The Lower Periyar Dam (Pambla Dam) is a dam built on the Periyar River as part of the Lower Periyar Hydroelectric Project in Kanjikuzhi Panchayat, Idukki District, Kerala. The dam was built to generate electricity. The lower Periyar dam is at Pambla, five kilometres downstream from where Muthirapuzha merges with main river. This 32.36-metre-high dam made of concrete has a width of 284 meters. The powerhouse is at Karimanal, near Neriamangalam, where three generators are installed with a power production capacity of 60 MW each, or a cumulative 180 MW. The Dam was completed in the year 1998 Taluks through which release flow are Idukki, Kothamangalam, Muvattupuzha, Kunnathunadu, Aluva, Kodungalloor and Paravur.

==Specifications==
- Latitude : 9⁰ 57′ 44 " N
- Longitude: 76⁰ 57′ 24" E
- Panchayath: Kanjikuzhi
- Village : Kanjikuzhi
- District : Idukki
- River Basin : Periyar
- River: Periyar
- Release from Dam to river : Periyar
- Purpose of Project : Hydro Power
- Year of completion : 1998
- Type of Dam : Concrete – gravity
- Classification : HH ( High Height)
- Height from deepest foundation : 32.36 m
- Length : 284.00 m
- Maximum Water Level (MWL) : 256.00 m
- Full Reservoir Level ( FRL) : 253.00 m
- Storage at FRL : 5.30 Mm3
- Spillway : Ogee type- 5 Nos. radial gates, each of size 13.5 x 15.65 m

==Electricity generation==
The Lower Periyar Powerhouse in Karimanal generates electricity from the dam's water.
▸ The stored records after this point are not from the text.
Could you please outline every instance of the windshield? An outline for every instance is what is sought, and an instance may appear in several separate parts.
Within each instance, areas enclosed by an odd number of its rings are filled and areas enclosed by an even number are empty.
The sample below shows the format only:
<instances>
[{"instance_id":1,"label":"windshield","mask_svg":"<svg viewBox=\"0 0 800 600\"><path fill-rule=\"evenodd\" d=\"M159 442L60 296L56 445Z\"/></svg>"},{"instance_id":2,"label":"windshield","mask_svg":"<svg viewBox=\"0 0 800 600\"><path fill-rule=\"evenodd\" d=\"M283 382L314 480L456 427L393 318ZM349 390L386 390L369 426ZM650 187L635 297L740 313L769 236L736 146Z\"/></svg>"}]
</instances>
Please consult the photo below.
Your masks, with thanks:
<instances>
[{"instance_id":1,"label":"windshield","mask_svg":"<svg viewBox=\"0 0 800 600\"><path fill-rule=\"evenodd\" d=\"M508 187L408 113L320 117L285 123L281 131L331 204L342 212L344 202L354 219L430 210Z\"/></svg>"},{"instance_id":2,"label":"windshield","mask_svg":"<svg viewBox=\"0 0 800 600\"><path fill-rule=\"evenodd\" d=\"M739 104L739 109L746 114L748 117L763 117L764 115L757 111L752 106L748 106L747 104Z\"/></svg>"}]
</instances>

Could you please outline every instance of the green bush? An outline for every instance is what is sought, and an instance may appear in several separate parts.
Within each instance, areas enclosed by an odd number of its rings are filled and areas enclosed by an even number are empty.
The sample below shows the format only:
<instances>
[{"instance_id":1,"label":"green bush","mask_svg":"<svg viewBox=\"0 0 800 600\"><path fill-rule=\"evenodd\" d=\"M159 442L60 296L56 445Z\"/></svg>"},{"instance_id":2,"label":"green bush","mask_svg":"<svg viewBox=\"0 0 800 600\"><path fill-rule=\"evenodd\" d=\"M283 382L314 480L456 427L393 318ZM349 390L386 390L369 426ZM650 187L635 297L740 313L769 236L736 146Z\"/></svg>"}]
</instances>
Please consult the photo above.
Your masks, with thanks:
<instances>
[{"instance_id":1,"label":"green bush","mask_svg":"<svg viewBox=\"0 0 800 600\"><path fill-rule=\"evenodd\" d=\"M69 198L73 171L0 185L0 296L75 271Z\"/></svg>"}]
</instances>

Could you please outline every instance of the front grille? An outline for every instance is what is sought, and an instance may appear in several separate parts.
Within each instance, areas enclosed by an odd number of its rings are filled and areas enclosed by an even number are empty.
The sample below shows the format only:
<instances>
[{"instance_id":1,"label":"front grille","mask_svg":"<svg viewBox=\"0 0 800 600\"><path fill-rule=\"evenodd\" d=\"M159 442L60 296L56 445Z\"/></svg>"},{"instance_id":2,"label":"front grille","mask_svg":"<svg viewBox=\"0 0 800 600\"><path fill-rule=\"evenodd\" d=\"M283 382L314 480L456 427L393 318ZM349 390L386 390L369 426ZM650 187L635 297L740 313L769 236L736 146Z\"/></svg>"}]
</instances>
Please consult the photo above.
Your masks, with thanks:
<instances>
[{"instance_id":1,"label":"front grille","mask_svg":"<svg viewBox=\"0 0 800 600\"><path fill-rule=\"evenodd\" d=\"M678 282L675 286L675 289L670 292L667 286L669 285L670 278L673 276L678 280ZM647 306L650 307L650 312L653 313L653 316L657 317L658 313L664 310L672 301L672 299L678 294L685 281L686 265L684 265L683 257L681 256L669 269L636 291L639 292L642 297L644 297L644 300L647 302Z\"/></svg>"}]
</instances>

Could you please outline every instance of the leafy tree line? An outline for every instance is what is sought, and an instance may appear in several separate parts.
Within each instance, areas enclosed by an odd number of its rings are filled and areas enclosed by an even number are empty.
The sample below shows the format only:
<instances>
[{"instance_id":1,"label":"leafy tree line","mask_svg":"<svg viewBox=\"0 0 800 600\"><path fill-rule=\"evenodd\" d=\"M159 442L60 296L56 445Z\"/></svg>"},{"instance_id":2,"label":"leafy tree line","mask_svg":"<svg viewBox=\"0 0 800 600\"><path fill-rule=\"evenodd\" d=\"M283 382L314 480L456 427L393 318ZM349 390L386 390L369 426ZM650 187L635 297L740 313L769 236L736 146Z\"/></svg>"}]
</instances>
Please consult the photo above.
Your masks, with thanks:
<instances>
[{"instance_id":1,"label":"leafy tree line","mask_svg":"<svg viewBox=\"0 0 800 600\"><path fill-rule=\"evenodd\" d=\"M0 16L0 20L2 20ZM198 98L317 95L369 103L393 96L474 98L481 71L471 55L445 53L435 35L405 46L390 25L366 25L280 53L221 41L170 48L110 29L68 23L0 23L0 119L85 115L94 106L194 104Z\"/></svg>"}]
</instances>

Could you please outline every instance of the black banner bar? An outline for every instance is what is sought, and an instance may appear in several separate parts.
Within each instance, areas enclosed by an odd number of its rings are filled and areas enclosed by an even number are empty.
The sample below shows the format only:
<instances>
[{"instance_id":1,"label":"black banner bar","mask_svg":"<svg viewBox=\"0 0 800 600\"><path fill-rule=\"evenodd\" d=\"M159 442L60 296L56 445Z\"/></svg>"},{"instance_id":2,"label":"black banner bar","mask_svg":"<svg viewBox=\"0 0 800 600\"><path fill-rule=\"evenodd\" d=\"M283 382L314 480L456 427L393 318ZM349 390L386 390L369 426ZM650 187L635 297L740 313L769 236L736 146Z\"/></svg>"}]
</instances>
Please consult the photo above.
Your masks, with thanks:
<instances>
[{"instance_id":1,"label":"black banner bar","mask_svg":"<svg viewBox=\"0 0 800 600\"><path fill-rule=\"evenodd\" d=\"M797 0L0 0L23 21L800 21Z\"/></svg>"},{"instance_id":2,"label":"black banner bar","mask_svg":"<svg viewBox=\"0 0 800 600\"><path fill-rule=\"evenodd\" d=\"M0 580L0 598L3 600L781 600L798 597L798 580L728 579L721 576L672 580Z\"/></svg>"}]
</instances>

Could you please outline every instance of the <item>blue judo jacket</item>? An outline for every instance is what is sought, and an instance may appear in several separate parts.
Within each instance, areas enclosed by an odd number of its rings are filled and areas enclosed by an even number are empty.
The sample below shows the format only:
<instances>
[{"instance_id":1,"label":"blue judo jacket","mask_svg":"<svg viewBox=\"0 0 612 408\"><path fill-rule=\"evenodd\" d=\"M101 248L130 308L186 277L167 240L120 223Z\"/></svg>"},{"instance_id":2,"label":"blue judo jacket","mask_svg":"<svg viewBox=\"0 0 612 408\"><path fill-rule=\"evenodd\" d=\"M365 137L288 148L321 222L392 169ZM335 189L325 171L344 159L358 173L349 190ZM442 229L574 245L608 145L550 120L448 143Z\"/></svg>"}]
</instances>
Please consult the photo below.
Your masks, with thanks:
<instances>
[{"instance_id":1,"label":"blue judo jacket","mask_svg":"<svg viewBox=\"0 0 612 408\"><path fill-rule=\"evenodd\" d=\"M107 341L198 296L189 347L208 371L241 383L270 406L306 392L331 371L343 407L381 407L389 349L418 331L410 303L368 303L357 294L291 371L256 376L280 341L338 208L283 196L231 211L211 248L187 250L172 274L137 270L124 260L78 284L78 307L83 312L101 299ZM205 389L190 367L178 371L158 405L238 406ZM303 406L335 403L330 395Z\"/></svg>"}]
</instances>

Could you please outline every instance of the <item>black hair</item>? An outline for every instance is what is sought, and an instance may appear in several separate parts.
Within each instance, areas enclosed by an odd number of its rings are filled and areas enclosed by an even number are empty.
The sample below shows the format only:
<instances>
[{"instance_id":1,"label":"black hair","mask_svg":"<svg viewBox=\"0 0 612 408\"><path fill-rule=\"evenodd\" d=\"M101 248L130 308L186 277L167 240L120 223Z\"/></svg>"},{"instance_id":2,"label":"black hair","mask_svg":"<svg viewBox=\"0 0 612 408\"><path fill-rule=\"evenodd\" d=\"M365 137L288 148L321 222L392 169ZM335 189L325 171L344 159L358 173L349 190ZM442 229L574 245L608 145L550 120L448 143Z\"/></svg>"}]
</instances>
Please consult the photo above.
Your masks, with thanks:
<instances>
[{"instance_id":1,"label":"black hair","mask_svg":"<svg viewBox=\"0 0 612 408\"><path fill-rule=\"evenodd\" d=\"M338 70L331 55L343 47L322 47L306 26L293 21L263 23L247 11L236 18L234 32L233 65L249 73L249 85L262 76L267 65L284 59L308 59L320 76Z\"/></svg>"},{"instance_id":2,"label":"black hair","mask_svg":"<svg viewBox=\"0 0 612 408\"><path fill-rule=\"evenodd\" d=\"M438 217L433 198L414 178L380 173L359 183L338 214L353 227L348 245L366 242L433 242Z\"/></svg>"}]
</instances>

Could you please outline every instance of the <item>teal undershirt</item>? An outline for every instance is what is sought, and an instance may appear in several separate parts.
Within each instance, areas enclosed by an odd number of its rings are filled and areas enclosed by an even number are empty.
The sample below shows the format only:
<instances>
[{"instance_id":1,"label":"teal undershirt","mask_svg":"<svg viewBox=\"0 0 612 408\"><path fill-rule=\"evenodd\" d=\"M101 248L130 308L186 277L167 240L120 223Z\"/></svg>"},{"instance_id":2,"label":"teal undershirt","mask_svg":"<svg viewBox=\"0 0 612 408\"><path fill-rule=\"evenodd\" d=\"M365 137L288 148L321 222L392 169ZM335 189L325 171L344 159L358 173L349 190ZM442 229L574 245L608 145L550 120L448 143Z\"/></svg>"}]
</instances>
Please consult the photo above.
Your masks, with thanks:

The maximum storage capacity of the dam is 253 feet. The water level in the dam is reported to the powerhouse at Karimanal every half an hour. The Hydroelectric Project was launched on 27 September 1997, to generate 180 MW of electricity using 3 turbines with a capacity of 60 MW. Kerala State Electricity Board is overseeing the dam.